The Association of University Technology Managers is making it harder for patent trolls to find their next victim. Patent trolling has increased by 11 percent this year and accounted for more than half of all patent lawsuits, according to the Washington Post.
Patent trolling occurs when someone buys the rights to a patent for the sole purpose of collecting fees from others infringing upon his or her patent. The patent troll doesn’t even use the patent for a good or service, and instead makes money solely from licensing fees.
“When people are talking about patent trolls, what they are talking about is patent aggregators,” said Kelly Sexton, director of the Office of Technology Transfer. “These are companies that will go out and either license or purchase patent rights with no intention of ever commercializing the technology.”
Fortunately, universities are not targeted by patent trolls.
“Patent trolls don’t come after universities because we are not making or selling product,” Sexton said. “Patent trolls don’t really affect us since we do research, not develop products.”
However, companies that are licensing a product from universities are not as fortunate.
“The University licenses patents to companies,” Sexton said. “Any company, including our licensees and startups, have to be wary of these patent trolls. Patent trolling is a problem across all industries, especially among high tech industries.”
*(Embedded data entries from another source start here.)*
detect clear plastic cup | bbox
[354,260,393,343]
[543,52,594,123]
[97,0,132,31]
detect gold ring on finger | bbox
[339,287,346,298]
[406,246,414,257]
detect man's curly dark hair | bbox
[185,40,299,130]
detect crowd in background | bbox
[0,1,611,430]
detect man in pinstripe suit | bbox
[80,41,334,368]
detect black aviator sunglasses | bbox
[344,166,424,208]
Currently, there have been no patent claims against N.C. State.
“Patent trolls would have to show damages,” Sexton said. “Since N.C. State doesn’t sell any products, there is nothing here for them.”
Universities also have taken measures to make sure a patent they are licensing will not be used for litigation purposes.
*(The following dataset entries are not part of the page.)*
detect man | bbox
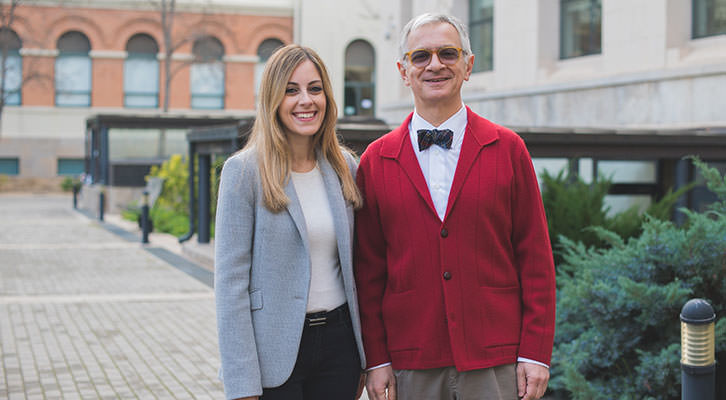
[354,13,556,400]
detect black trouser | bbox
[262,304,362,400]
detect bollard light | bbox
[680,298,716,400]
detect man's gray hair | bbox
[399,13,472,63]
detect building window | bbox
[597,160,658,216]
[190,36,225,109]
[0,28,22,105]
[344,40,375,117]
[124,34,159,108]
[469,0,494,72]
[693,0,726,38]
[57,158,85,176]
[560,0,602,59]
[55,31,92,107]
[0,157,19,175]
[255,38,284,99]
“N.C. State, for our part, fully supports the state mandate by AUTM, the Association of University Technology Managers,” Sexton said. “We are required to be mindful of working with a patent aggregator. We want to find a licensee that will use a technology.”
N.C. State only licenses to companies that will actually develop the technology, according to Sexton.
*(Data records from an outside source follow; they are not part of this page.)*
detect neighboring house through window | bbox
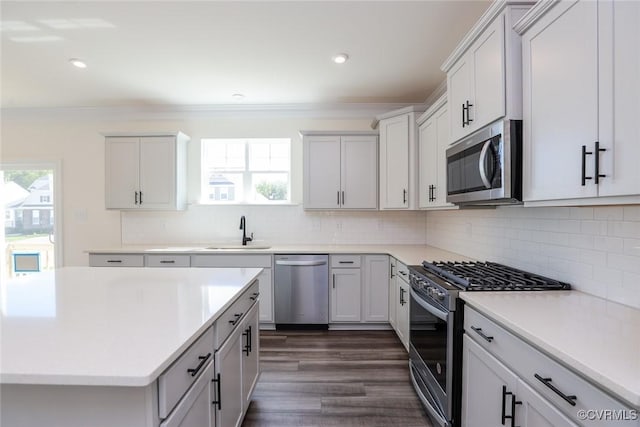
[201,138,291,204]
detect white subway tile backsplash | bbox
[427,205,640,309]
[594,206,624,221]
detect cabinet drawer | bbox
[191,254,272,268]
[465,306,637,425]
[89,254,144,267]
[215,281,259,349]
[330,254,361,268]
[396,260,409,283]
[146,254,191,267]
[159,360,213,427]
[158,326,215,419]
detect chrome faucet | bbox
[239,215,253,246]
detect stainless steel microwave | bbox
[446,119,522,205]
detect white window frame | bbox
[1,160,63,269]
[200,138,291,205]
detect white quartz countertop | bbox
[0,267,261,387]
[86,244,471,266]
[460,291,640,408]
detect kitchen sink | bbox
[204,245,271,250]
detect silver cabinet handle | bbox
[275,260,328,266]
“There is also patent reform legislation,” Sexton said. “Certain aspects of the legislation are aimed at curbing incentives of the patent trolls. We are supporting some of the aspects of the legislation but it’s not perfect.”
One such patent reform legislation, known as the Innovation Act, requires plaintiffs to pay for discovery, which can sometimes cost millions of dollars.
An example of a patent troll is Asure Software, which in 2002 claimed that it owned the patent rights to the JPEG image compression standard.
“What they do plan to do instead is find companies that are infringing those patent rights and require them to license the patent rights at a handsome fee,” Sexton said. “There are times they can even block the selling of very successful commercial products.”
After claiming patent rights to the JPEG format, Asure collected more than $90 million in licensing fees from companies like Adobe and Research In Motion through 31 total lawsuits.
“Think of the smartphone—there are hundreds of patents embedded in these—and companies like Apple are often bombarded with requests and lawsuits from patent trolls,” Sexton said. “What patent trolls do is hold the product at ransom and require a fee from the company that’s selling product.”
Generally, victims of patent trolls settle for very large amounts rather than risk losing a court case, creating incentives for patent aggregators to continue with their litigation.
However, not all patent trolls get away with this practice forever.
One company, known as Soverain Software claimed in 2004 that it owned the rights to the online shopping cart, a feature used by nearly every retailer with a website. It sued more than 50 retail stores and received tens of millions of dollars in settlements. Like most patent troll companies, Soverain never sold a single product.
Every company that Soverain sued, including companies like Macy’s and Home Depot, settled rather than go to trial. Newegg was the only company to battle the case in court.
Although Newegg lost the court battle initially, after appealing the case to the U.S. Court of Appeals, patent claims by Soverain were invalidated. In 2014, Soverain tried to take the case to the Supreme Court but it was thrown out.
“Some aspects of this legislation are useful in blocking patent trolls,” Sexton said. “We are watching it as it goes through and our professional organization AUTM has issued statements regarding this.”